Rooftop solar panels are up to 79% cheaper than they were in 2010. These plummeting costs have made rooftop solar photovoltaics even more attractive to households and businesses who want to reduce their reliance on electricity grids while reducing their carbon footprints.
But are there enough rooftop surfaces for this technology to generate affordable, low-carbon energy for everyone who needs it? After all, it’s not just people who own their own houses and want to cut their bills who are in need of solutions like this. Around 800 million people globally go without proper access to electricity.
Our new paper in Nature Communications presents a global assessment of how many rooftop solar panels we’d need to generate enough renewable energy for the whole world – and where we’d need to put them. Our study is the first to provide such a detailed map of global rooftop solar potential, assessing rooftop area and sunlight cover at scales all the way from cities to continents.
We found that we would only need 50% of the world’s rooftops to be covered with solar panels in order to deliver enough electricity to meet the world’s yearly needs.
We designed a programme that incorporated data from over 300 million buildings and analysed 130 million km² of land – almost the entire land surface area of the planet.
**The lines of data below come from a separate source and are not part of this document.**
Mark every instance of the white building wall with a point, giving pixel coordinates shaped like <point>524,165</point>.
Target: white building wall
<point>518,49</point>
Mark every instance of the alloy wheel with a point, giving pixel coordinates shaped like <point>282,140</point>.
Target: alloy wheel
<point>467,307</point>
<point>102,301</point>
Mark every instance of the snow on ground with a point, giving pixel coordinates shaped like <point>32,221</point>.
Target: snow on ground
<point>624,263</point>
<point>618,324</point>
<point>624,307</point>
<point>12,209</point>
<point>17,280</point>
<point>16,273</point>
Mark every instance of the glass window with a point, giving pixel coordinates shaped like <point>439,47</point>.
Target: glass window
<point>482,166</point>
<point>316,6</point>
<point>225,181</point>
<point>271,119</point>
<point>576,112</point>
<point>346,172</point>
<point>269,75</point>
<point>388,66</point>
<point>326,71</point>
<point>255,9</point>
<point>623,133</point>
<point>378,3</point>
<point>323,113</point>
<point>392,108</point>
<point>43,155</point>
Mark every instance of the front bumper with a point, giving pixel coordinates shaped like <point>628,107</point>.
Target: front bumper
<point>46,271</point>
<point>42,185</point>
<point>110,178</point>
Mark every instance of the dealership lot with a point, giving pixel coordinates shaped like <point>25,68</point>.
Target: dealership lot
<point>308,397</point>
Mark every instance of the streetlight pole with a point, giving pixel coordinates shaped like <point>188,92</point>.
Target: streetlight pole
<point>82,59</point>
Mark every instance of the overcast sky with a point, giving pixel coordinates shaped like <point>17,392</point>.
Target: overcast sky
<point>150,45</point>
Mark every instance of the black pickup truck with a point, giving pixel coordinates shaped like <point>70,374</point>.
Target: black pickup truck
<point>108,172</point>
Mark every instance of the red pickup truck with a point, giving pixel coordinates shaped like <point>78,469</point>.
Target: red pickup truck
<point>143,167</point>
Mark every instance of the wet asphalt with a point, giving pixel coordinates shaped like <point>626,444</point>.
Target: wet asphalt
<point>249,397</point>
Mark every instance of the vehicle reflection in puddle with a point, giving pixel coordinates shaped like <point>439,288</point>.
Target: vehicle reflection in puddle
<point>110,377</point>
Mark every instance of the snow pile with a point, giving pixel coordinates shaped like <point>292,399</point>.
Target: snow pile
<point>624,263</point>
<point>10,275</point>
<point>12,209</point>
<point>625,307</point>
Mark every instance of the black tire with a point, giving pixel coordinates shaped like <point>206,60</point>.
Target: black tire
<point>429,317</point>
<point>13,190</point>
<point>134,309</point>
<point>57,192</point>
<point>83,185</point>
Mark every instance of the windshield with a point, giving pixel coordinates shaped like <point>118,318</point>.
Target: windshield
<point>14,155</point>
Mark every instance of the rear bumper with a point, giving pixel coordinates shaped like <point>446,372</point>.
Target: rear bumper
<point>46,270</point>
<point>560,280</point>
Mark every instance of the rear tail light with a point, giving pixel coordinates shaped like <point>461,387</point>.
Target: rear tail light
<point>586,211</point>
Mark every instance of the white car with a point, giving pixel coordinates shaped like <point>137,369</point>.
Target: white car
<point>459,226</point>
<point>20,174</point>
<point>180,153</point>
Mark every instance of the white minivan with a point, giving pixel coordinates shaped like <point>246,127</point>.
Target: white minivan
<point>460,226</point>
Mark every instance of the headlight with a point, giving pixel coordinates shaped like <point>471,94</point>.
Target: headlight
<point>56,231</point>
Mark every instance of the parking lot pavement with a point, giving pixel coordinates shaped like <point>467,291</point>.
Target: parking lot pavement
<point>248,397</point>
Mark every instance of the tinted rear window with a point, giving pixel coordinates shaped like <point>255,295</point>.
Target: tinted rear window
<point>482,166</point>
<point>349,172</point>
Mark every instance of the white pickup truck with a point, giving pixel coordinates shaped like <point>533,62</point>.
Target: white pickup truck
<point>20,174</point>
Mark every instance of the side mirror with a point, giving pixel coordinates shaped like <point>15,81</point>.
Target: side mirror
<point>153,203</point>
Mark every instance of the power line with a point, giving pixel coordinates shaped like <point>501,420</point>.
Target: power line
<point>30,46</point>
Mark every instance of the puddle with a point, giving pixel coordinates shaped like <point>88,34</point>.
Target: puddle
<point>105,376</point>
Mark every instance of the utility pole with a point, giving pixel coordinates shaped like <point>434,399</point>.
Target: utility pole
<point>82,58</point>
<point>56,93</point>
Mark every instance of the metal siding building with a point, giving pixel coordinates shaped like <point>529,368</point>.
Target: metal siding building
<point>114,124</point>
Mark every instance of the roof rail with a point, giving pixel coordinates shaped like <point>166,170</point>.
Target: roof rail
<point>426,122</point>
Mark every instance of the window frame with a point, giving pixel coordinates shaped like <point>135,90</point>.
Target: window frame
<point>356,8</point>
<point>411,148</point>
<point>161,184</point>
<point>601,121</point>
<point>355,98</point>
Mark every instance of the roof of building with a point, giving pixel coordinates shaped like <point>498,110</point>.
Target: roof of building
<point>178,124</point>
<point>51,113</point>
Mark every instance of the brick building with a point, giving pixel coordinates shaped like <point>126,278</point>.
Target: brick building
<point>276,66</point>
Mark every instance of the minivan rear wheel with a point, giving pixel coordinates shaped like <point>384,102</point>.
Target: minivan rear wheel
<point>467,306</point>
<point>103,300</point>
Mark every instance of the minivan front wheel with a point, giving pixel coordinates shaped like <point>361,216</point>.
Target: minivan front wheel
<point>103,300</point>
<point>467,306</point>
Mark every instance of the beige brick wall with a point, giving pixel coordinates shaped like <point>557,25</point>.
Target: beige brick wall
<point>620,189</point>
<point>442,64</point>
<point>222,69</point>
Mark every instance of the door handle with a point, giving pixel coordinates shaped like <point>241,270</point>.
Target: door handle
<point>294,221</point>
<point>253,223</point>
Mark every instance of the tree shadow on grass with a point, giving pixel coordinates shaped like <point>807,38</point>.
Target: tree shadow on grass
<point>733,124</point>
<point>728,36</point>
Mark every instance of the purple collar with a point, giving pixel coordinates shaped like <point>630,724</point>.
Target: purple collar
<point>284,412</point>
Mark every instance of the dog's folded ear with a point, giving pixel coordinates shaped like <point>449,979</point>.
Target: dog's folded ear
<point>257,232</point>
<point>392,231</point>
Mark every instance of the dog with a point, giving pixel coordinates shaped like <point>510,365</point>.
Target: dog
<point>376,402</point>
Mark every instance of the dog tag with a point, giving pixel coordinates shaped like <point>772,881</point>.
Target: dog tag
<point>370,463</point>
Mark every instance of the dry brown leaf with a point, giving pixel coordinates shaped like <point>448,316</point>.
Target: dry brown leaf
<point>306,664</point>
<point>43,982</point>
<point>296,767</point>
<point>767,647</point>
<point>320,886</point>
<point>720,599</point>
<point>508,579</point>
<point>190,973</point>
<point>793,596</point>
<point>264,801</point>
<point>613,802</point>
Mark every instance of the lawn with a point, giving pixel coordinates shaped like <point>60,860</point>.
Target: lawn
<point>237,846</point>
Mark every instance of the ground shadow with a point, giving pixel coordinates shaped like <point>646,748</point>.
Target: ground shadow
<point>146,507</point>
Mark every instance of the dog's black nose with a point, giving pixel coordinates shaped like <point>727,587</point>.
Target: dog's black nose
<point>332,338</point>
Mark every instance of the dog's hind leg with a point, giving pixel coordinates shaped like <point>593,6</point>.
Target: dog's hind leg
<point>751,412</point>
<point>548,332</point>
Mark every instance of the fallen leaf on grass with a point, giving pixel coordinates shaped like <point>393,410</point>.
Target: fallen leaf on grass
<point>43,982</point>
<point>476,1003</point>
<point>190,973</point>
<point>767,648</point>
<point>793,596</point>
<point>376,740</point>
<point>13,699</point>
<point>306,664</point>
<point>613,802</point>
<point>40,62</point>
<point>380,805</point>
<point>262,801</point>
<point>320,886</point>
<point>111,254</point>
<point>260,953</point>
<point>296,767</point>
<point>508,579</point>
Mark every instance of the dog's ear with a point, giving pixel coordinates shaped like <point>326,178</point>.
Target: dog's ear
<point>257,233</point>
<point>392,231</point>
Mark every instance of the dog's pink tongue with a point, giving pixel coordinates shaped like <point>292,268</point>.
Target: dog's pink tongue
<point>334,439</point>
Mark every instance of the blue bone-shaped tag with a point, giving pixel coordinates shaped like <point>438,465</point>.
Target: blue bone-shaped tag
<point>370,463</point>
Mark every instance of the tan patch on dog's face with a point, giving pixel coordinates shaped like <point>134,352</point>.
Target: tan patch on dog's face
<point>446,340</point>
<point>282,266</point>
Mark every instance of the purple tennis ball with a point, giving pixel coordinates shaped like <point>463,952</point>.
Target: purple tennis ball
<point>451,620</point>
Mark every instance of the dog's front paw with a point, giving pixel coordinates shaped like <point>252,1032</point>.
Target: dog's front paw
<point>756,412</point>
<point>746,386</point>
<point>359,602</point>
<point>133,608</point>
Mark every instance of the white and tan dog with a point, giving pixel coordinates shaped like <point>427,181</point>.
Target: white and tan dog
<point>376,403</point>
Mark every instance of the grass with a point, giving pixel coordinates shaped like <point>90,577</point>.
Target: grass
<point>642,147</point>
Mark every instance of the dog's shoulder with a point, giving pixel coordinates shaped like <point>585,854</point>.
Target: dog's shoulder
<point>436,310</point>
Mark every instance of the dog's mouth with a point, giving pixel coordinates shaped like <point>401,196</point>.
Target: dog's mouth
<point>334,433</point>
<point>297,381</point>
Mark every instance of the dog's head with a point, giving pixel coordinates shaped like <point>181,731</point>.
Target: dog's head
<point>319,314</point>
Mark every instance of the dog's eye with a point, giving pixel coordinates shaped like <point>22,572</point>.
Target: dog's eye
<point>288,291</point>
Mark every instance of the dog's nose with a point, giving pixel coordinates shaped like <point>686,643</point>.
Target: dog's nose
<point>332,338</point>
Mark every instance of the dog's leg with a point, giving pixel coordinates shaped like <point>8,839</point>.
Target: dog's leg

This estimated how much energy could be produced from the 0.2 million km² of rooftops present on that land, an area roughly the same size as the UK.
We then calculated electricity generation potentials from these rooftops by looking at their location. Generally, rooftops located in higher latitudes such as in northern Europe or Canada can vary by as much as 40% in their generation potential across the year, due to big differences in sunshine between winter and summer.